BioArctic’s partner Eisai presents sales simulation of potential future sales of Leqembi® at its Investor Relations Day

Healthcare & BiotechCorporate Guidance & OutlookAnalyst EstimatesProduct LaunchesCompany Fundamentals

Eisai published a simulation projecting Leqembi sales of around JPY 300 billion (about SEK 17.6 billion) in FY2028, ending March 2029. The update is supportive for BioArctic because it reinforces long-term commercial potential for the partnered Alzheimer’s therapy. The release is informational rather than a new financial result, so immediate market impact should be limited.

Analysis

The important signal is not the near-term number, but the implied trajectory of payer adoption and channel normalization into FY28. A credible multi-year sales simulation from the partner functionally lowers uncertainty around the launch curve, which can re-rate the asset base well before revenue is fully visible in reported numbers.

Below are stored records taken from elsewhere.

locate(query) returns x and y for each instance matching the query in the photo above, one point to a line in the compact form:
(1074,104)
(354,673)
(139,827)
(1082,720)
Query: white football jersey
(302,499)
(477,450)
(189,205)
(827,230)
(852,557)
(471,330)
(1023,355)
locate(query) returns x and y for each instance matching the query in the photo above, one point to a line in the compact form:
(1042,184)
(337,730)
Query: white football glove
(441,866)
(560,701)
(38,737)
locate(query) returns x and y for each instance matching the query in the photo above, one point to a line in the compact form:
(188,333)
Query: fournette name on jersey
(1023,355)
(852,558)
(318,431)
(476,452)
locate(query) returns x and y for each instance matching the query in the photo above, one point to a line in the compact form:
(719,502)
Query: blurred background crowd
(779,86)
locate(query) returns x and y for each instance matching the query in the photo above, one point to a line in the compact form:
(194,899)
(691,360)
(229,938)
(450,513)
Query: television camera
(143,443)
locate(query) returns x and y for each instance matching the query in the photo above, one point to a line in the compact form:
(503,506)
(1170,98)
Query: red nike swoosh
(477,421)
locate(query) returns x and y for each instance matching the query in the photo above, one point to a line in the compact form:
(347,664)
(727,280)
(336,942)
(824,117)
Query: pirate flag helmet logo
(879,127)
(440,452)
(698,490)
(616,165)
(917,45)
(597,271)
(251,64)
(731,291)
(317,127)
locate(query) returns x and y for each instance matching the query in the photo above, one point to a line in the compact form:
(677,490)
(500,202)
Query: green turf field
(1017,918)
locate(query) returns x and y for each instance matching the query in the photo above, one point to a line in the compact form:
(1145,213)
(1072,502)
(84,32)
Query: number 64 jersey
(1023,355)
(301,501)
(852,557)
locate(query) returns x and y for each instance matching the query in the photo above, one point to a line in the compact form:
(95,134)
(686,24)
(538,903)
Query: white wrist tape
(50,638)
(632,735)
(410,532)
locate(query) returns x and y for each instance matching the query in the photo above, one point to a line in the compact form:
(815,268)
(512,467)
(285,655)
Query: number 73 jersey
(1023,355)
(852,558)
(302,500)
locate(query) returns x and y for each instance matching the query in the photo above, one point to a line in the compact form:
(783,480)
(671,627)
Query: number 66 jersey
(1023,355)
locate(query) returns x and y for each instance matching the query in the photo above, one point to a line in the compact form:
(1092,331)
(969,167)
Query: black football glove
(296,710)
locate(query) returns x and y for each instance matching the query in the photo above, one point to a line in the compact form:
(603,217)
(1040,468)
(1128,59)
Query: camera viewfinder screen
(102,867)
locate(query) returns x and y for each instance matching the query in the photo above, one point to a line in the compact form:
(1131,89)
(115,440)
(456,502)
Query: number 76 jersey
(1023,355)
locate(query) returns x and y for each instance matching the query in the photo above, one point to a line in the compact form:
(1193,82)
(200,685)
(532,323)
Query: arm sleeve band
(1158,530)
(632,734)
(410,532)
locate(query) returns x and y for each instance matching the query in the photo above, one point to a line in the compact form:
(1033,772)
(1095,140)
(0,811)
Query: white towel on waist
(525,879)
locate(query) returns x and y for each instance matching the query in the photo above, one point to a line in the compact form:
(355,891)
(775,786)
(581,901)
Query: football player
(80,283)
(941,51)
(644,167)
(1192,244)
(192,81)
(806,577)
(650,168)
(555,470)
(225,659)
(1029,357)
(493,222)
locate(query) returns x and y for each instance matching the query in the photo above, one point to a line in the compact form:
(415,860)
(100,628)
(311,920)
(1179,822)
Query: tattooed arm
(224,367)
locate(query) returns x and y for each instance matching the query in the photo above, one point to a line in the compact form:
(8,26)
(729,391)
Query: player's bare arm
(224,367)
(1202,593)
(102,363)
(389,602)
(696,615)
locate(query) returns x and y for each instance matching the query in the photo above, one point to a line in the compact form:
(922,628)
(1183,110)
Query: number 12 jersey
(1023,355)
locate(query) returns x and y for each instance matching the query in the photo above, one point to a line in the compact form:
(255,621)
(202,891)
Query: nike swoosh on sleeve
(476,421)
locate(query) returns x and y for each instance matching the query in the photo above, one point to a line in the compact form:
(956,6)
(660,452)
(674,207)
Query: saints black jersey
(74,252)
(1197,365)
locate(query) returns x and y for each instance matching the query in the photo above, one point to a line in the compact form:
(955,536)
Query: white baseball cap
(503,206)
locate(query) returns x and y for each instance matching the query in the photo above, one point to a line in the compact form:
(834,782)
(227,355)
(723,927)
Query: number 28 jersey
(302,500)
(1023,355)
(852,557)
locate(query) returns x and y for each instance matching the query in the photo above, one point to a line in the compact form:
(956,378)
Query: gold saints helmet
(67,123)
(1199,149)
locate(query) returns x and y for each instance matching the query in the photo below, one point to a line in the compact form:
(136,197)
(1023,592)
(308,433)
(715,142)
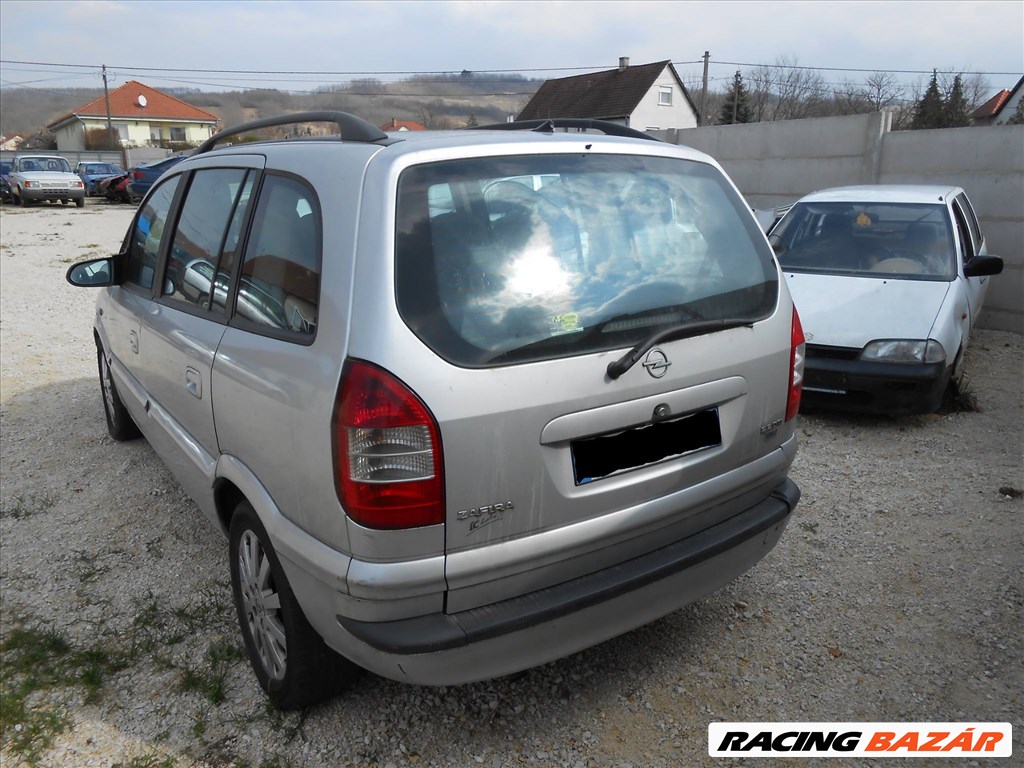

For BioArctic, the market should increasingly value optionality on lifecycle expansion and geographic penetration rather than treating Leqembi as a binary launch story. Second-order, the beneficiaries extend beyond the originator: infusion infrastructure, Alzheimer’s diagnostics, and real-world evidence vendors should see a longer runway if utilization keeps compounding. The competitive read-through is more subtle: a stronger sales bridge raises the bar for rival anti-amyloid programs by making market-share gains harder to win on efficacy alone, shifting competition toward convenience, safety monitoring burden, and payer economics. That favors operators with stronger commercial execution and reimbursement leverage, while leaving weaker entrants exposed to slower uptake and higher launch burn. The main risk is that long-dated sales simulations can become self-reinforcing sentiment anchors that are vulnerable to any short-cycle disruption: safety findings, label tightening, reimbursement pushback, or slower-than-expected diagnosis conversion. Because the thesis unfolds over years, the stock can remain bid on expectation, but the first quarter of softer utilization or adverse-label noise would matter more than the FY28 endpoint. The contrarian view is that consensus may be underpricing execution drag: even if the demand pool is large, the bottleneck is often not physician belief but imaging capacity, infusion logistics, and patient persistence. Net: this is constructive for the ecosystem, but the cleanest expression is likely in names with operating leverage to adoption rather than in the clinical story itself. If the market starts extrapolating FY28 sales too aggressively, that creates an opportunity to fade overowned optimism in the pure-play beneficiary and rotate into the picks-and-shovels layer.